On this day, Yoshinori Mikami, Director of the Police Department of Kyoto City and Security Officer of the Kyoto Prefectural Police, handed a letter of appreciation to KCG Chancellor Akira Hasegawa and KCGI Vice President Yoichi Terashita at KCG Kyoto Ekimae School and KCGI Kyoto Ekimae Satellite.
The Kyoto Prefectural Police established a program in 2014 to train cyber special investigators to accurately deal with cyber crimes that abuse communication technology, and is now in its third term of continued training.As a result of the agreement, basic IT (ICT) classes at KCG and KCGI were incorporated into the training curriculum from the second term.He is also taking the KCG Summer Course in preparation for the Basic Information Technology Engineer Examination.The Kyoto Prefectural Police believe that by having trainees learn basic IT (ICT) knowledge and skills from an early stage, they can effectively train personnel to deal with threats in cyberspace.Since the start of the KCG Group training program, six students have passed the Basic Information Technology Engineer exam and one has passed the Network Specialist exam.

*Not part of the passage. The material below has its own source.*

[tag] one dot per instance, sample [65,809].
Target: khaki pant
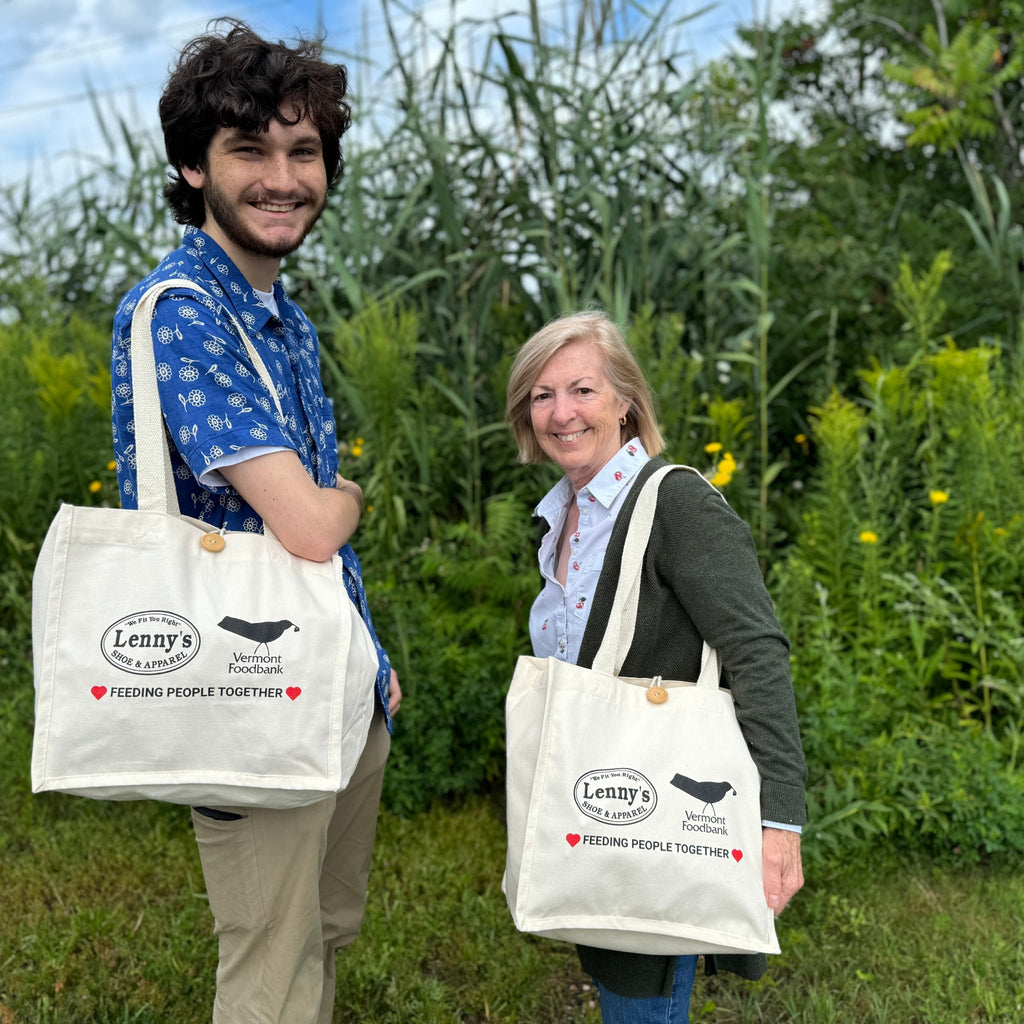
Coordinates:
[288,889]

In addition, as part of mutual exchanges, KCG and KCGI students will observe and experience police work, and police officers working on the front lines are scheduled to hold classes at KCG and KCGI as lecturers.
In March 2017, Professor Shozo Naito of KCGI, who had been training cyber special agents for the Kyoto Prefectural Police, was presented with a certificate of appreciation for his contributions.In 2014, the prefectural police established the "Kyoto Cybercrime Study Group" consisting of 31 members from 22 organizations including universities, research institutes, and information and telecommunications companies, with the aim of improving cyber investigation capabilities and establishing a cyber special agent system.